I know I must commute and for the time being I am in need of transportation whether for work or for entertainment reasons.
But I’m not willing to trade my free time, my peace of mind, my health, my views on global oil nor my hard-earned savings for the luxury of owning a vehicle.
I also don’t have any problem with anyone else owning it. If you ask my opinion on it I’ll share it with you, without judging you, just want you to understand my viewpoint.
I am bartering one thing for another, not just money for an object, I’m bartering time for an experience, bartering health for inactivity or something unhealthy, mental peace for working more hours at work.
The finite things which I possess are time, emotional capacity and money.
I didn’t think time is finite as a kid, now in my late 30’s I see the effects of time on my body.
Most of it is good, it has taught me great lessons of vulnerability and cause/effect, as well as my simple and liberating lack of control over most things that occur around me.
Emotional and mental capacity is something our western society has stretched to its utmost limits. When I could have more than 2 programs running on Windows 3.1 I thought I was multitasking. Needless to say that my iPhone 6 now has 56 applications currently open and I am perpetually using 42 of them.
My mind is no different than the memory cache of my computer, once it runs out everything slows down and I become less efficient.
Worrying about debt, health, witnessing sad events, experiencing stress while in traffic and trying to make sense of more and more complicated systems (fuck you taxes) are all ways in which my mental and emotional capacity is taxed.
Money is finite though one could very easily argue that it really isn’t because it has been printed whenever governments are in need of it and destroyed in order to reset its value.

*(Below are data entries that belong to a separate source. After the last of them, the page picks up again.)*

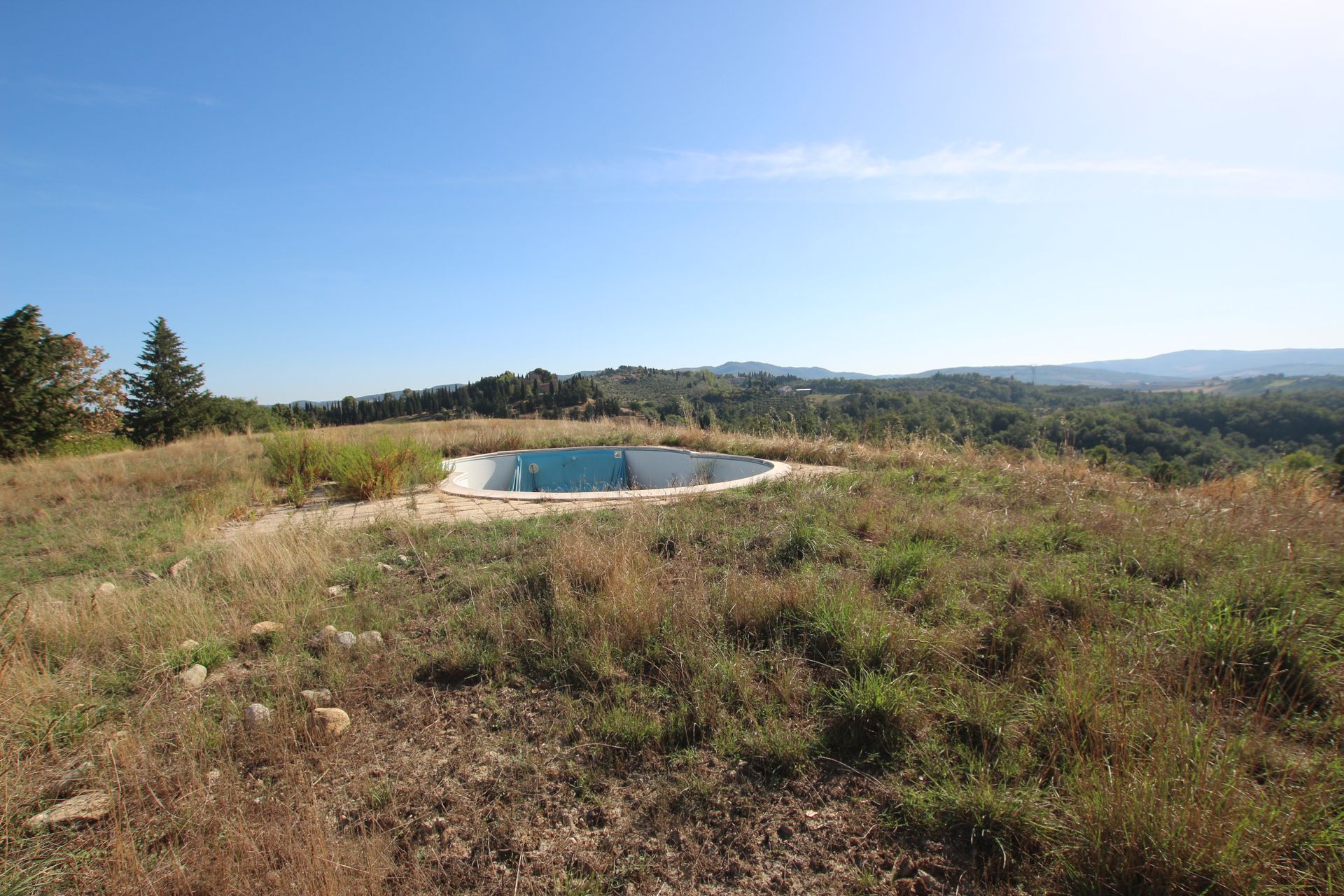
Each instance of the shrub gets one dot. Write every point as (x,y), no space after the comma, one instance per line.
(384,468)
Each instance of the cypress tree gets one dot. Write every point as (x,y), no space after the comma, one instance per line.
(166,400)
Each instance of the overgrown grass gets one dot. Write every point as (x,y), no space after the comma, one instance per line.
(1074,682)
(384,468)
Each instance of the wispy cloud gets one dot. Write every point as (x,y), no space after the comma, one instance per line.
(99,93)
(990,171)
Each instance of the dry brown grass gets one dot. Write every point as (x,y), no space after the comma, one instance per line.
(1050,648)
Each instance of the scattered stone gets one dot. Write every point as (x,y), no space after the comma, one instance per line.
(192,676)
(255,716)
(115,742)
(267,629)
(70,780)
(48,612)
(328,723)
(85,808)
(323,638)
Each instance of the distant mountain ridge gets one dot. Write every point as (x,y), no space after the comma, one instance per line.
(1231,363)
(1171,368)
(774,370)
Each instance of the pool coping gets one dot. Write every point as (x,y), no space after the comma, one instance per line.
(777,469)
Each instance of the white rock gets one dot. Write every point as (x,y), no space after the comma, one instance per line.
(327,723)
(194,676)
(255,716)
(267,629)
(70,780)
(83,809)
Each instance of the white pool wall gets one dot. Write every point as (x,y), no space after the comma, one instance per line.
(659,472)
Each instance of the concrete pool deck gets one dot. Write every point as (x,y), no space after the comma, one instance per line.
(428,504)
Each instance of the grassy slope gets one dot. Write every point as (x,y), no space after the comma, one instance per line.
(1015,673)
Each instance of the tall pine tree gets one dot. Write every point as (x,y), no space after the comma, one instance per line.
(166,400)
(51,386)
(35,407)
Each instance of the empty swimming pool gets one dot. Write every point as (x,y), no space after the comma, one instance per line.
(588,473)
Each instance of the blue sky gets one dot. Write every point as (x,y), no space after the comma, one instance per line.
(330,199)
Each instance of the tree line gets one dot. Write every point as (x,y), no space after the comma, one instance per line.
(55,396)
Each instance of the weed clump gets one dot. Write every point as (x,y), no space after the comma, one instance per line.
(384,468)
(299,461)
(874,716)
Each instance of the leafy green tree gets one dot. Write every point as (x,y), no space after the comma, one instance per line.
(50,386)
(166,400)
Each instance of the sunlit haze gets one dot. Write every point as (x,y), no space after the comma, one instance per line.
(334,199)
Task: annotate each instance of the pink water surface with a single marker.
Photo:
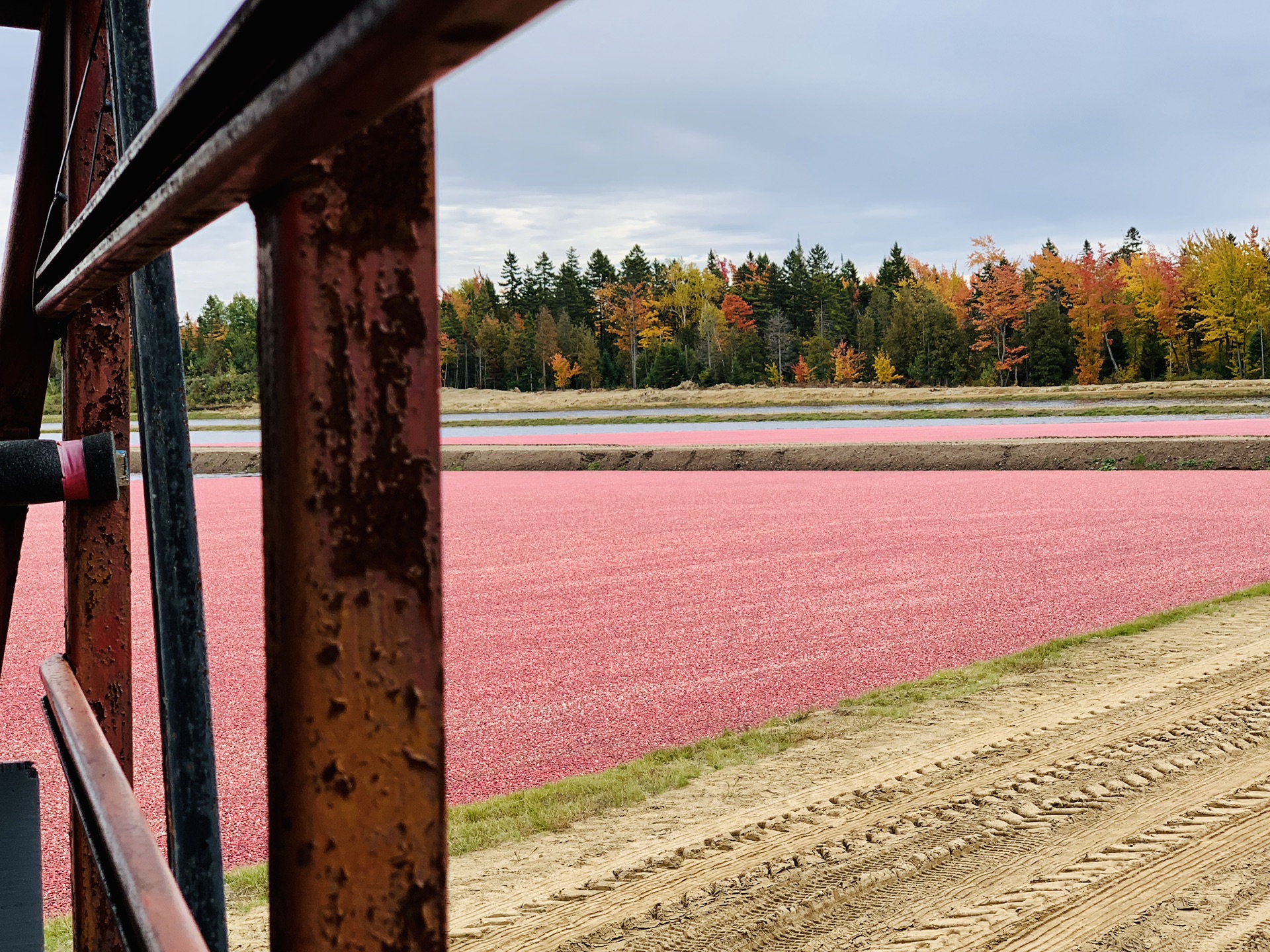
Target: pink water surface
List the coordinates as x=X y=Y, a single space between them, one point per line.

As with all the above, it’s not whether or how finite these things are, rather that one must always trade one thing for another. There is a constant barter going on that is blatantly and ignorantly overlooked by the masses.
No, I can’t have a car, work less and try to reach financial independence sooner.
To do so I would have to invest way too aggressively causing my nerves to unravel at the wrong time thereby costing me something more precious than money, my relationships.
Even something as simple as accepting the free iPhone 6+ from my job has consequences for which I had to barter. By accepting the responsibility, I have inevitably bought into the tech culture and the environmental impacts of yet another electronic gadget ending up in landfills.
I don’t tell myself at the store, “No, don’t buy this even though you really want it because it costs too much and you are trying to save money.” Instead, it’s more like, “I’m not willing to trade my freedom in order to have this object.”